At the Buffalo Philharmonic Orchestra’s Coffee Concert on Friday, the music went down as easily as the doughnuts.
This pair of concerts is the BPO’s annual Mozart birthday celebration. It features two luminous Mozart masterpieces, the Sinfonia Concertante for Violin and Viola, and the Symphony No. 39. In between were a few lighter things: overtures by Haydn and Antonio Salieri, and Mozart’s early Symphony No. 5. On the podium is the BPO’s associate conductor, Stefan Sanders. And the two soloists for the Sinfonia Concertante are Dennis Kim, the orchestra’s new concertmaster, and Principal Violist Valerie Heywood.
It’s customary these days to play Mozart with a chamber-sized orchestra, and the BPO was pared back somewhat for the occasion. Sanders conducts without a baton, and he elicits a crisp, cool sound from the musicians just by shaping his hands. The Salieri and the Haydn, were brief and blew away like bubbles.
The Salieri was interesting because it puts Mozart – and Haydn, too – into historic context. Salieri was one of the most successful composers of his day. And he was good. His overture was pleasant. It flowed well. But then the Haydn, that followed, had something that the Salieri did not. And moving from there to Mozart’s Sinfonia Concertante, you find yourself wondering: What could Mozart’s contemporaries have been thinking? They must have thought he was from another planet.
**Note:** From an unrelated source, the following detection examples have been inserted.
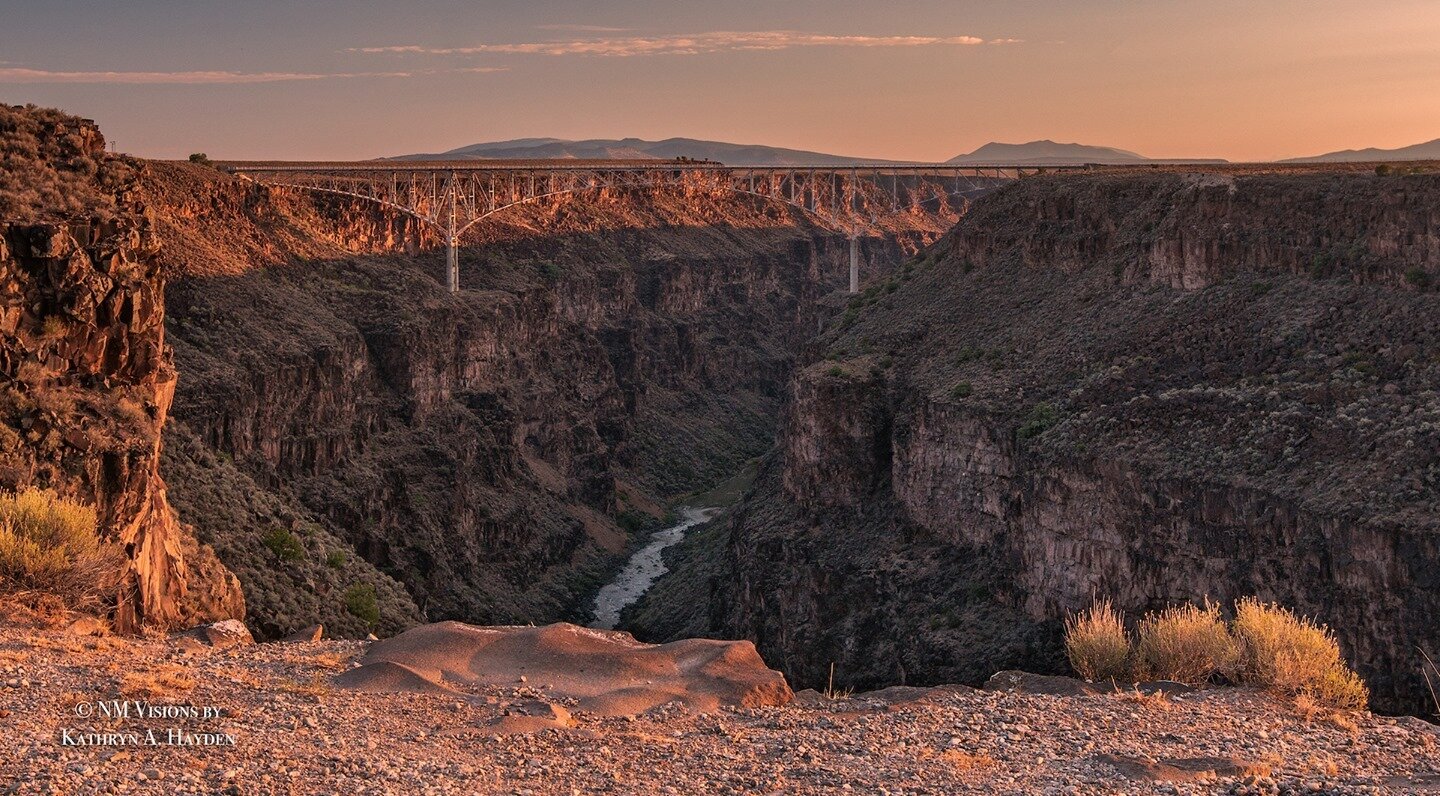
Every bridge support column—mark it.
[445,235,459,294]
[850,235,860,294]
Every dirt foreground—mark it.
[0,623,1440,795]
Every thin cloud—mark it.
[348,30,1020,58]
[0,66,507,85]
[536,24,635,33]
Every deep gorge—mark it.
[143,164,939,635]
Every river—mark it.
[590,507,720,630]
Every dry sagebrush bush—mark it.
[0,489,122,609]
[1234,597,1369,708]
[1135,603,1238,685]
[1066,599,1130,681]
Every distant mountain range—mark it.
[1280,138,1440,163]
[392,138,1440,166]
[395,138,1203,166]
[395,138,900,166]
[946,141,1151,166]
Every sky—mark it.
[0,0,1440,161]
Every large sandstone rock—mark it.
[336,622,793,718]
[0,107,245,630]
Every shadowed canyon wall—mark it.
[631,173,1440,711]
[0,107,245,630]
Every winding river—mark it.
[590,507,720,630]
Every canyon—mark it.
[628,170,1440,711]
[0,102,1440,713]
[137,151,946,638]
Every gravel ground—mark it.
[0,625,1440,796]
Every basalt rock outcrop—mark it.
[632,173,1440,711]
[147,164,940,635]
[0,107,245,630]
Heywood and Kim, taking the stage for the Sinfonia Concertante, were a study in contrasts.
Violinists are more used to the spotlight than violists are, and Kim was the showman of the two. It was cute how he played pizzicato along with the violin section during the opening tutti. He was raring to go. He has a fluid, mellow sound and you would sense his enjoyment in this sensuous music.
Heywood, beautiful in a stunning blue gown, is a more reluctant star. For all her elegance and musicianship, she looks humble – eyes cast down, frequently bending forward to adjust the score. Her playing tells a different story. She should hold her head high and embrace the limelight.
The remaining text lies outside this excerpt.